As I have anticipated last week (have a look here to figure out some of the new therapeutic targets for migraine), the main character of my master thesis in Neurobiology is the kynurenic acid (KYNA), one of the neuroactive compounds produced during the metabolism of tryptophan, an amino acid used in the biosynthesis of proteins.
Indeed, tryptophan is the precursor for the synthesis of serotonin (have a look at this post to know what serotonin is and why it is defined the molecule of happiness) and it is one of the few privileged compounds that is transported across the blood-brain barrier (BBB) (a highly selective semipermeable border that separates the circulating blood from the brain and extracellular fluid in the central nervous system (CNS)). 95% of the tryptophan transported in the brain is metabolized in the kynurenic pathway, rather than the serotonin one, and, during its metabolism in the kynurenic pathway, the tryptophan produces several compounds, of whom the KYNA seems to be a very promising alternative for the treatment of some pathologies of the nervous system, one of them being migraine.

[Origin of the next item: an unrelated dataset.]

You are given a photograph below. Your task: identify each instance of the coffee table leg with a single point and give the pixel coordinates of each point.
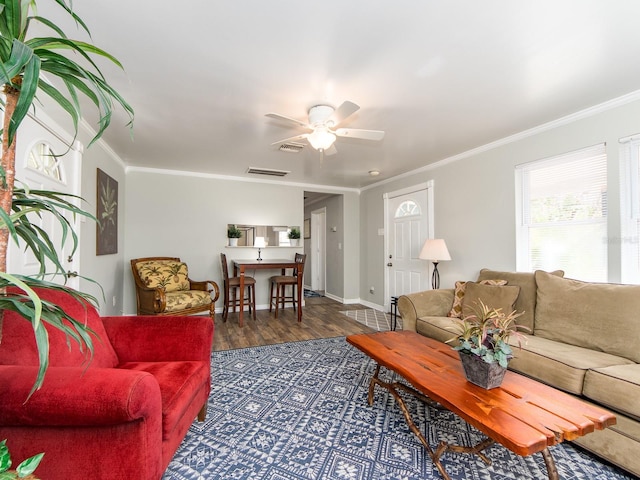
(552, 471)
(391, 387)
(372, 384)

Evidences show how KYNA has antinociceptive effects on neurons in charge of transporting the pain signals (the administration of KYNA has basically has an antipain effect), probably through an inhibitory action on the brain areas responsible for generating migraine (see my previous post for a schematic of these sites). Unfortunately, KYNA does not cross easily the BBB, but researchers showed how one analogue (a compound having a structure similar to that of another compound, but differing from it in respect to a certain component) called KYNA-A1, is able to cross the BBB and seemed to be more effective than KYNA itself in its antimigraine effect.

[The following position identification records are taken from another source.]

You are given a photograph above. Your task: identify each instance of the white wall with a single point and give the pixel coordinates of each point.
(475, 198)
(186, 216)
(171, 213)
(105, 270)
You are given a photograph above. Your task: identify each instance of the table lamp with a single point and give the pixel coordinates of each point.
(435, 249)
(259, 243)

To study the possible positive effects of KYNA-A1, the analogue of KYNA object of my study, we needed a good experimental model to verify its anti-migraine effects, both behaviourally and molecularly. To do so, we used an animal model of migraine based on the administration of nitroglycerin (NTG), a compound that not only releases nitric oxide (NO) but also induces the endogenous production via the activation of the nitric oxide synthase (NOS) (have a look at my previous post to figure out the role of NO in migraine). Moreover, the administration of NTG in the animal stimulates the activations of all the brain areas involved in migraine and the productions and release of all the compounds involved in this pathology, such as the CGRP.

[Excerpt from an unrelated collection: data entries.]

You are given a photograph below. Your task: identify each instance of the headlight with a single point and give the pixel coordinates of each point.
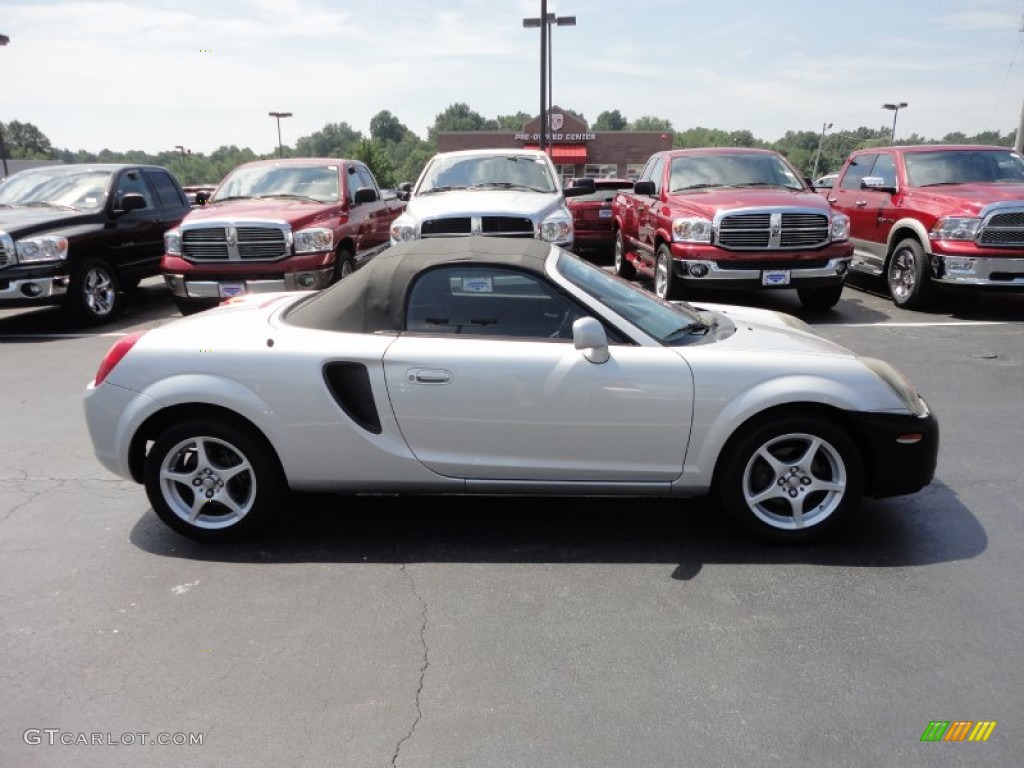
(403, 229)
(313, 239)
(840, 227)
(690, 229)
(955, 227)
(899, 384)
(47, 248)
(172, 242)
(557, 227)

Behaviourally, the animal response to the injection of NTG is associated with flinches or shakes of the injected paw or face rubbing, depending on the site of the NTG administration (typically one of the hind paws or one of the upper lips) that are then counted by the operator (see picture below for a schematic of the behaviour that we measured for my master thesis).
I later will present to you the paper that came out on Cephalalgia after I finished my master thesis with some of the data I produced in another post. Definitely it was a big deal for me finally having my name on a scientific paper and I will share it with you soon.